I honestly do feel like I’m pregnant. Except I’m not pregnant. I think that’s why I’m feeling kind of attached to my eggies and don’t mind my belly so much. In all honesty, I’d like some more time to get acquainted with my new body and its symptoms. I’ve heard that pregnant women feel like this sometimes – like they’re not ready for it all to be over. I’m not nearly as upset and affected by the fact that Endo may affect my fertility as I was a short time ago. When I was first diagnosed, the news that I may never fall pregnant or carry a baby to full term completely broke me. Every time I thought about it, I bawled my eyes out. Every time I saw a pregnant woman or a new baby I’d cry. Every time somebody I knew fell pregnant I just wept. It consumed me. Two years on, I’m less concerned with getting pregnant and much more concerned with the other ways Endo has impacted on my life such as work, a career, travel, my general health. I’m much more positive now that when the time is right, I will fall pregnant naturally and have my own big beautiful belly to rub. But there’s always that little worry and churning sadness (much smaller and quieter now) that maybe I won’t.

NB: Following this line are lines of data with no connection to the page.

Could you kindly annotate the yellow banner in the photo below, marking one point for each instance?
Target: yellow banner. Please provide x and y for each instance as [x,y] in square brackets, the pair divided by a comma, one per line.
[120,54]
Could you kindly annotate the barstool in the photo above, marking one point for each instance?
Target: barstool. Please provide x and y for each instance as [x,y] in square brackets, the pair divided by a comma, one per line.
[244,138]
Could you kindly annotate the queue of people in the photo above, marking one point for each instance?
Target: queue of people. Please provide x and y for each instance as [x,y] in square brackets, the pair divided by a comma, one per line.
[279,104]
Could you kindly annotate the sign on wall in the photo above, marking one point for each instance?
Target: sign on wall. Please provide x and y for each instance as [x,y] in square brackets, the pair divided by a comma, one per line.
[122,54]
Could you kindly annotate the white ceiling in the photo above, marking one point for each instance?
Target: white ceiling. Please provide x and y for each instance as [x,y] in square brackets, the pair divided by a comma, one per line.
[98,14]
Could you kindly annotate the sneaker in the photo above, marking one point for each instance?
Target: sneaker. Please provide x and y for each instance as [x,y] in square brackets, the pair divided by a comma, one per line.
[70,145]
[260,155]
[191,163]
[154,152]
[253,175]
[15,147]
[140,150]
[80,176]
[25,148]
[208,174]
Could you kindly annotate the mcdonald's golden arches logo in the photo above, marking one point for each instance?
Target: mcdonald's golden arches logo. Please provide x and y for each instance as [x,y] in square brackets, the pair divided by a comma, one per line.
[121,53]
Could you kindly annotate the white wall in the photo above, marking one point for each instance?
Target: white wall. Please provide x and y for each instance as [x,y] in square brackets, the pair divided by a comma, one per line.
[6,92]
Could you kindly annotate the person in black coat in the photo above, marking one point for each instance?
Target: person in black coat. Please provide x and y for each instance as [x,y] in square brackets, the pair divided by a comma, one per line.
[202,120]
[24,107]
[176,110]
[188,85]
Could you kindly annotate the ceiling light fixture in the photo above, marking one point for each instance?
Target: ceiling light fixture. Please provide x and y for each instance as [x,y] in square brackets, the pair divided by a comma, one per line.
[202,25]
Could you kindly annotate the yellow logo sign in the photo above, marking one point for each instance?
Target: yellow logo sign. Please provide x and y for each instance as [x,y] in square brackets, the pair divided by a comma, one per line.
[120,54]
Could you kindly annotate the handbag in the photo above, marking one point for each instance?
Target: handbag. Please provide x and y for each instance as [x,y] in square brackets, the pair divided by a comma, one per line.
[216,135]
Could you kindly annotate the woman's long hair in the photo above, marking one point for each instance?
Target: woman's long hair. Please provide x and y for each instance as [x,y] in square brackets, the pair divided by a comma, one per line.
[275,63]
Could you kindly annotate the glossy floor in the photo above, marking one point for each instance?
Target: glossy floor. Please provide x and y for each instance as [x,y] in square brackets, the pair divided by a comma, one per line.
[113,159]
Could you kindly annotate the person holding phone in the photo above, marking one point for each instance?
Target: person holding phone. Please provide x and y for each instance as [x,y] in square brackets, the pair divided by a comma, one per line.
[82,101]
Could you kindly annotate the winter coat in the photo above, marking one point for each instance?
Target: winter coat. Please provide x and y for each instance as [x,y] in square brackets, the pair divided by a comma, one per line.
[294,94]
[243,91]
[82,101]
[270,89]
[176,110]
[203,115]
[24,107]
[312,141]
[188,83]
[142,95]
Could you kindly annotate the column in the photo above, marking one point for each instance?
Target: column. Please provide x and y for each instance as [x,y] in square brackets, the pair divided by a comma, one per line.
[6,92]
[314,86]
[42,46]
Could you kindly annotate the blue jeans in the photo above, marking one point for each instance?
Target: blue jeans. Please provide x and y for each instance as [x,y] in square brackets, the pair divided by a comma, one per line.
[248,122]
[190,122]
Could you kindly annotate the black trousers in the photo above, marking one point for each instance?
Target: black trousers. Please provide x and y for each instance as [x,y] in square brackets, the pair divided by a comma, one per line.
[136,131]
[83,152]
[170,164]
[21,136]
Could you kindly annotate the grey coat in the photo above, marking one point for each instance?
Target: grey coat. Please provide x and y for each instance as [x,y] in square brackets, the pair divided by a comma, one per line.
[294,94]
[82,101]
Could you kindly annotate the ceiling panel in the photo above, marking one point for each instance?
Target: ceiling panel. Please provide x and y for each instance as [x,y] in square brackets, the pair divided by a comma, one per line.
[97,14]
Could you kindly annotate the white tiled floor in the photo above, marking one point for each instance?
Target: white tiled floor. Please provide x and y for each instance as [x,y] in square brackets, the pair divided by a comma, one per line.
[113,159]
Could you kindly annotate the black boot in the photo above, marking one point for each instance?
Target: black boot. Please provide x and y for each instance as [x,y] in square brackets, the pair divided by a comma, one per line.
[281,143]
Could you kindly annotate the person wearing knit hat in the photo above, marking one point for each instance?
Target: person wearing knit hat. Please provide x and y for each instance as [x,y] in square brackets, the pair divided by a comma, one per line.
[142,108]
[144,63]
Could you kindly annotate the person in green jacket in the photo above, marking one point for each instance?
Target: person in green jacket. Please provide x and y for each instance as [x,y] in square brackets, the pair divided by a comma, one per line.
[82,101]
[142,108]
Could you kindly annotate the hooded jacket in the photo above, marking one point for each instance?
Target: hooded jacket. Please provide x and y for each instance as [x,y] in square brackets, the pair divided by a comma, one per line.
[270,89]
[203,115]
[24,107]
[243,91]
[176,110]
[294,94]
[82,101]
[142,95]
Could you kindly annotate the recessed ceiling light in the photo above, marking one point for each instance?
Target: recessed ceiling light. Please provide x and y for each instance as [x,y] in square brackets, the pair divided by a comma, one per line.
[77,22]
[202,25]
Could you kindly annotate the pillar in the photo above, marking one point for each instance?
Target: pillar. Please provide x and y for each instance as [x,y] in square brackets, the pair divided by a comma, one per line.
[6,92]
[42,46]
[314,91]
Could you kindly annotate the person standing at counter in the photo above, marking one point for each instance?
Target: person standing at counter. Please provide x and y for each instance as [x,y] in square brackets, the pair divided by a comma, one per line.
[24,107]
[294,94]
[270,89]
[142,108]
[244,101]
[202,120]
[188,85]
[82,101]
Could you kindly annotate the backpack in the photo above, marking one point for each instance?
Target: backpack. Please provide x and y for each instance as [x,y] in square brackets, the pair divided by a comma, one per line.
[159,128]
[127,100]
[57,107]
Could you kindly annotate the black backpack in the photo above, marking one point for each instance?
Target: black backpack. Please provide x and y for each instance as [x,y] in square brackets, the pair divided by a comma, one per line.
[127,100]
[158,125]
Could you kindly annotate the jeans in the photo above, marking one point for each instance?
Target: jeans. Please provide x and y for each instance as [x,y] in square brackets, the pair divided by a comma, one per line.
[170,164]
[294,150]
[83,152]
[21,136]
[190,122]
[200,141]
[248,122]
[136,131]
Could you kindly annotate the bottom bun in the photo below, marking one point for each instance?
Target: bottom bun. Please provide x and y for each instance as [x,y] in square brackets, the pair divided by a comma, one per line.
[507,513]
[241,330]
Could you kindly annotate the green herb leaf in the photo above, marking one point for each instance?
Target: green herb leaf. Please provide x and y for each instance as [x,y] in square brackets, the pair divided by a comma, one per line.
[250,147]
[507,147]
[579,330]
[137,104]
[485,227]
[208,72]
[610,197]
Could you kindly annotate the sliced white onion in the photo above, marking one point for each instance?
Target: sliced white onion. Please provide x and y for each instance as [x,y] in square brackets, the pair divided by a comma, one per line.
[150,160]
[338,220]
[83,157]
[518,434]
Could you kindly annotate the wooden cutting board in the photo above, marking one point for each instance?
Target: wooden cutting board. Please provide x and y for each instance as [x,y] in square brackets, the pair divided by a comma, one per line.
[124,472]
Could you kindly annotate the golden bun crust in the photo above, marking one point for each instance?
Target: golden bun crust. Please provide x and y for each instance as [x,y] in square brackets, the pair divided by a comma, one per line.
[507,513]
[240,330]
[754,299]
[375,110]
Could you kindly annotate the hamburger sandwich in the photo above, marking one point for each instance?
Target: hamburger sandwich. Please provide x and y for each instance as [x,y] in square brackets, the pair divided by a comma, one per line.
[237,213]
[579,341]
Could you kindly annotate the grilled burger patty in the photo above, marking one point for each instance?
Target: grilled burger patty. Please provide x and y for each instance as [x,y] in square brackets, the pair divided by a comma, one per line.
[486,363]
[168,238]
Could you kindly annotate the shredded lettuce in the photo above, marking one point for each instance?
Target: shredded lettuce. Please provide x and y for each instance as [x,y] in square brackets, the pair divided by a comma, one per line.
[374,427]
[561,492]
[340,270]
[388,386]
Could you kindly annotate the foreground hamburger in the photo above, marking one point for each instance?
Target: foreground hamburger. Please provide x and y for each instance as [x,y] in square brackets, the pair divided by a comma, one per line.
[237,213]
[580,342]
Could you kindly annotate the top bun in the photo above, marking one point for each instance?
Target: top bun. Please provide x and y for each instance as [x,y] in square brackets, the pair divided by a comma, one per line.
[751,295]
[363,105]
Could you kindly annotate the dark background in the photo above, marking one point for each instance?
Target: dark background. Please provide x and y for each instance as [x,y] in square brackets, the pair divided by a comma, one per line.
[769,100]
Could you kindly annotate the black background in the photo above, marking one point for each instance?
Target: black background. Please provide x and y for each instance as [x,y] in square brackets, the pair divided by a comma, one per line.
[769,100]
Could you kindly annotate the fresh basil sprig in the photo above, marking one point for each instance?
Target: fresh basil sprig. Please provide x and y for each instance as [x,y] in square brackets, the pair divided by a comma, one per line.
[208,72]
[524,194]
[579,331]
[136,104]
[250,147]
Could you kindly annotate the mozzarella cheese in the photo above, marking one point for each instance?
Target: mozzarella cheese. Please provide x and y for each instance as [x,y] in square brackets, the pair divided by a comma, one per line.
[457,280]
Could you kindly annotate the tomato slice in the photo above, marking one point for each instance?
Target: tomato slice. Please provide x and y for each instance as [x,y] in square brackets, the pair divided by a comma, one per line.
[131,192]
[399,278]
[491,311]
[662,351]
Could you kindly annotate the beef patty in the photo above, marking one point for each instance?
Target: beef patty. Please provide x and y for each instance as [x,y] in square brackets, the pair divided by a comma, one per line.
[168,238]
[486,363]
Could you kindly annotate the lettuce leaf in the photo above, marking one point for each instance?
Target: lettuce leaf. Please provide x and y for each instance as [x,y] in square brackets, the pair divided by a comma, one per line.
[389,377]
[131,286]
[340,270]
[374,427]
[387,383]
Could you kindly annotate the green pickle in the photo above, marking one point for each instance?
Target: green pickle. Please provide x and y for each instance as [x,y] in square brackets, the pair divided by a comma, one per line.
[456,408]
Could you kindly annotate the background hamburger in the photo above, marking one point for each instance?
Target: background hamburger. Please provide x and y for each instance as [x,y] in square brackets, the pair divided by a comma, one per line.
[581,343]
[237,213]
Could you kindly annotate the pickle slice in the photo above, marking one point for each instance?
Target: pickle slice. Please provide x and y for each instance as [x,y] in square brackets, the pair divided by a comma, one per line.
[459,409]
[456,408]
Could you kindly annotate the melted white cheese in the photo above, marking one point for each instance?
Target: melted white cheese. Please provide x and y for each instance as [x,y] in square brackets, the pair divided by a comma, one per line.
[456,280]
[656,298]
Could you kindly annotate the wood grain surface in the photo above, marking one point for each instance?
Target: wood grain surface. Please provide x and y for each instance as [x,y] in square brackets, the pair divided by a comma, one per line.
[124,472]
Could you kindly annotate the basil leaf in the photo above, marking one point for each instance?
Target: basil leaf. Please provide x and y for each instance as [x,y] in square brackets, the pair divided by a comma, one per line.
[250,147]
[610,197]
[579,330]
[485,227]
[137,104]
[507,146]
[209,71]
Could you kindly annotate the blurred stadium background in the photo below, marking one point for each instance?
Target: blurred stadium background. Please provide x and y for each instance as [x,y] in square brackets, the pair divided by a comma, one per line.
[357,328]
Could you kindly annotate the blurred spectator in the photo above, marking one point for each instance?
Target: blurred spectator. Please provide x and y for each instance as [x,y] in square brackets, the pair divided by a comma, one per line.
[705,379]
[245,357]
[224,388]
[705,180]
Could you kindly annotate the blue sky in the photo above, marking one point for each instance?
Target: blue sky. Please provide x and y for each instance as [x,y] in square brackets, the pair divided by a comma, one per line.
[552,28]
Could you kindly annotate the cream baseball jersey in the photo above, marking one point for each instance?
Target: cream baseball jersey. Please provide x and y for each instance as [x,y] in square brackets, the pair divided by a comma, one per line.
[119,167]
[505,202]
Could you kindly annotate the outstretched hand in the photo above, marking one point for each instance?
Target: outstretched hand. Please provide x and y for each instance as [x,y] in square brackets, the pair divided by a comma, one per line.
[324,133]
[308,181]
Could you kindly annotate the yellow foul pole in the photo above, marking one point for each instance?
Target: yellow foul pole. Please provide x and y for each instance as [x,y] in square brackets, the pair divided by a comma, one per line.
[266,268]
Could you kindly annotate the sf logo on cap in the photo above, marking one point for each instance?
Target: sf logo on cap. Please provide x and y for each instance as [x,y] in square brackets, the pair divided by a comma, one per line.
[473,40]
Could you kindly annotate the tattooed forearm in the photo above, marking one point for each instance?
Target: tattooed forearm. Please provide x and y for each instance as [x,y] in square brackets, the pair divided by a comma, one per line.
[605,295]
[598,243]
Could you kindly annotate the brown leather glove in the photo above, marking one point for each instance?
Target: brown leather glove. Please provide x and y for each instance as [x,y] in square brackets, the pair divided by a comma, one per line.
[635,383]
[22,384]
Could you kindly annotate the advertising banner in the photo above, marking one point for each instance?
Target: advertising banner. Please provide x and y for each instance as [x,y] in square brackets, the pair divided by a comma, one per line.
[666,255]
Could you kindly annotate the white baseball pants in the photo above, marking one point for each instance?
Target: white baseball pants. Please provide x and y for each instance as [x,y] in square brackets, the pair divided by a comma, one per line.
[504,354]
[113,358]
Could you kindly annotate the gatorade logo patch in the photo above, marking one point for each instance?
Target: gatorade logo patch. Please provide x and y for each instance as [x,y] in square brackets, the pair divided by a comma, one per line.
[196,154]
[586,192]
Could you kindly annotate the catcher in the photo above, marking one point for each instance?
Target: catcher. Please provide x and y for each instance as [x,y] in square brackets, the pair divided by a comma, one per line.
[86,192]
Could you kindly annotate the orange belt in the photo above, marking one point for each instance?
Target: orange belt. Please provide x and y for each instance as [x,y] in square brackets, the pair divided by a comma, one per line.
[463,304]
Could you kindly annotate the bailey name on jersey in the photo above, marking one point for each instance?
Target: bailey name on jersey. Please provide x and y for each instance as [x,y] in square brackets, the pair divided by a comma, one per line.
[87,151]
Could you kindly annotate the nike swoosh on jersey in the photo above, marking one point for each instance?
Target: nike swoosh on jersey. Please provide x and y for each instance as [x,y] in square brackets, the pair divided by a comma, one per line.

I have a strong feeling that this is why I’m feeling reluctant to have my 50 eggies taken away from me. I like housing them and keeping them warm.
Every day I’ve been very good about drinking my daily requirement of 2-3 litres of water. This is really, really important. (Especially before a blood test, otherwise the blood has a tough time coming through the line) But the bigger I’m getting the harder it is to guzzle and hold huge amounts of fluid in an already-full belly.
This morning I went back to Genea, or “the chook pen” as my mate Ash has named it. I had another ultrasound and another blood test – apparently the last before I have the procedure in a few days. Before I went to the chook pen, I took 2 panadeine (suggested by a nurse) which meant that the dildo-probing was only miiiiildly discomforting.
Oh and by the way, do you know what they slide over the dildo probe before they probe you? A CONDOM!! My mum watched the woman rolling it on as I was getting half naked behind the curtain. “Oh. That seems appropriate!” she said.
It wasn’t all good news though. My blood-taking lady told me I’d be a terrible junkie because I have “baby veins”. So that was a bitter pill to swallow.
I dragged myself home to gorge on Lindt chocolate and Adriano Zumbo macarons to console myself about this and tried to imagine a better life for myself. That was difficult. Especially while watching Dr Phil.